Official talks of reopening started in 2014, when First Minister Carwyn Jones shared his support towards the reopening, and it was adopted as an official policy of the Welsh Liberal Democrats. The next two years were followed by support from Carmarthenshire County Council, Ceredigion County Council, the Minister for Science, Economy and Transport (Welsh Government) and Plaid Cymru. Official talks and meeting included Stephen Crabb MP, Secretary of State for Wales and James Price, Director General, Economy, Science and Transport (Welsh Government) shortly followed by the AECOM report. There have been several support, funding and help pledges.

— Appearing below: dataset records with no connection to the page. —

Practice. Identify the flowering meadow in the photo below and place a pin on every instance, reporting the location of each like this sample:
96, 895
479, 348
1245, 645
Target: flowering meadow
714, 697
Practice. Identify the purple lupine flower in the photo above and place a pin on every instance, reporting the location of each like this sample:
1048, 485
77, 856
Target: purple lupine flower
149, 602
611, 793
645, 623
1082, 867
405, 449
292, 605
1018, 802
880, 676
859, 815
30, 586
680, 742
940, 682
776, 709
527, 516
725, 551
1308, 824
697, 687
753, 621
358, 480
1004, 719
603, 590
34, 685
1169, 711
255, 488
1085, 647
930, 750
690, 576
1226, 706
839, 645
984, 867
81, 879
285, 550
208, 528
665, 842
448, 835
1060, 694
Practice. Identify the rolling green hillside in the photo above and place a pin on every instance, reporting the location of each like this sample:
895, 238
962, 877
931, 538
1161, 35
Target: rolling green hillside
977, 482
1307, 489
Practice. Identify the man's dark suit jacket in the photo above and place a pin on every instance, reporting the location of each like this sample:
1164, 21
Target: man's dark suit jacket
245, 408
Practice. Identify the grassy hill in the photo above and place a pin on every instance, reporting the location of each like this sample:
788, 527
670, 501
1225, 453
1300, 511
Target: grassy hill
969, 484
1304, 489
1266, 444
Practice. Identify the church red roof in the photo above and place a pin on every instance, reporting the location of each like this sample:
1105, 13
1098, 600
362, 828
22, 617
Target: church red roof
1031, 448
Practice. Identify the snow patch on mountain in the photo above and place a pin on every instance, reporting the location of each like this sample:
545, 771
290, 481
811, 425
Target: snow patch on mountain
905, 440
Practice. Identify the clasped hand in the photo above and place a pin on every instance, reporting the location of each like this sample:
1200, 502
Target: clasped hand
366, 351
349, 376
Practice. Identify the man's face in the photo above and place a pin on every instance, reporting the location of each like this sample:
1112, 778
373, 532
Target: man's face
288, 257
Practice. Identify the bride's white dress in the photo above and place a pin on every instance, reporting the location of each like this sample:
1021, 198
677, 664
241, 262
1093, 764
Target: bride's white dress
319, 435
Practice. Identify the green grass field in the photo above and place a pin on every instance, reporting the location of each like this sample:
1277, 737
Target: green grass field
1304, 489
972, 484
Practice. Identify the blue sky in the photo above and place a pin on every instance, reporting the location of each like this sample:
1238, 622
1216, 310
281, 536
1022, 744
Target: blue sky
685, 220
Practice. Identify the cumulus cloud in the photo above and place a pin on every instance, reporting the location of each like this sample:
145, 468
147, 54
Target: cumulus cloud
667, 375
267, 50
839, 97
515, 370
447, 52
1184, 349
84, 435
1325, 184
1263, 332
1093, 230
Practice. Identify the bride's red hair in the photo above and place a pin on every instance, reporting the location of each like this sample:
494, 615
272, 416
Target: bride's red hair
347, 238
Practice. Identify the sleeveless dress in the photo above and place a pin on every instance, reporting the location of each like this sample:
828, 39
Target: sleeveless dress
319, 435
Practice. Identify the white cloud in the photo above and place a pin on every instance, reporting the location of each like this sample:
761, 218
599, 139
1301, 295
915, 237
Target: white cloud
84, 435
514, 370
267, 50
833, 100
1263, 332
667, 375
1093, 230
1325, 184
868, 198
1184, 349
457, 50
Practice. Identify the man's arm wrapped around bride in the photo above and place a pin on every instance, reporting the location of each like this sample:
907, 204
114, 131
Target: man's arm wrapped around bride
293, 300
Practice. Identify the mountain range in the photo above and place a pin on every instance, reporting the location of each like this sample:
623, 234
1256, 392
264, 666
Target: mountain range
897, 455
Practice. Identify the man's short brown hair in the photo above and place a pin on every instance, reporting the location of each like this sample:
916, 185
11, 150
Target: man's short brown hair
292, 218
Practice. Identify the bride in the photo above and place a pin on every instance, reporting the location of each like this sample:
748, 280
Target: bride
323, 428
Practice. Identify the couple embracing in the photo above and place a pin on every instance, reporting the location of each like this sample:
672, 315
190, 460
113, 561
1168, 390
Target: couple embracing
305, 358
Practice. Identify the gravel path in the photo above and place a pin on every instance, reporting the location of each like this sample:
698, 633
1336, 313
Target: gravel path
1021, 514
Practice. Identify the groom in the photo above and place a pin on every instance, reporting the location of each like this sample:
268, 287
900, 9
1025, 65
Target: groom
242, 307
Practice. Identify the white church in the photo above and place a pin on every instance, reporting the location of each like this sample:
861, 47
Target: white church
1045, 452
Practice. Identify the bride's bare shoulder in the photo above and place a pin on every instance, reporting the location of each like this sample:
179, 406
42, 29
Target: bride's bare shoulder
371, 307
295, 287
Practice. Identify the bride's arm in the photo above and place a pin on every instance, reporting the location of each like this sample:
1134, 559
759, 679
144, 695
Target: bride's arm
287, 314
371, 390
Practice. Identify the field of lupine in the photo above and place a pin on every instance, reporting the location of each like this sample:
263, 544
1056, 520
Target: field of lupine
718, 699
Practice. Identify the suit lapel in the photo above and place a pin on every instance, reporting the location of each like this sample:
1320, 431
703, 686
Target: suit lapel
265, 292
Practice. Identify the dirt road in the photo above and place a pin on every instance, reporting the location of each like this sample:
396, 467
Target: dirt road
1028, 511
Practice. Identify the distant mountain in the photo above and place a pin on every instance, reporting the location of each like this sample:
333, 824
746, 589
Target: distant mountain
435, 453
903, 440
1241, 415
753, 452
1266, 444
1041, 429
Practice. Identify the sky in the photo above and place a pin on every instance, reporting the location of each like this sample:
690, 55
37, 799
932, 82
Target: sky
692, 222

In October 2016, the Welsh government announced it would be allocating £300,000 towards funding a feasibility report into re-opening the railway as part of the draft 2017–18 budget. The study is being carried out by engineering consultancy Mott MacDonald and began in September 2017. Subsequently, Ken Skates, the Welsh Transport Minister consulted the Secretary of State for Transport, Grant Shapps, explaining that the reopening of the line was important to revitalise the Welsh economy following the COVID-19 pandemic.

In October 2018, the Welsh Government published the full feasibility study which showed that there were no major obstacles to reopening, and that the project would cost up to £775m although this was subject to a number of unknown further costs being determined such as the crossing of Trawscoed Bog. In September 2020, this was revised to £620 million by the campaign group Traws Link Cymru.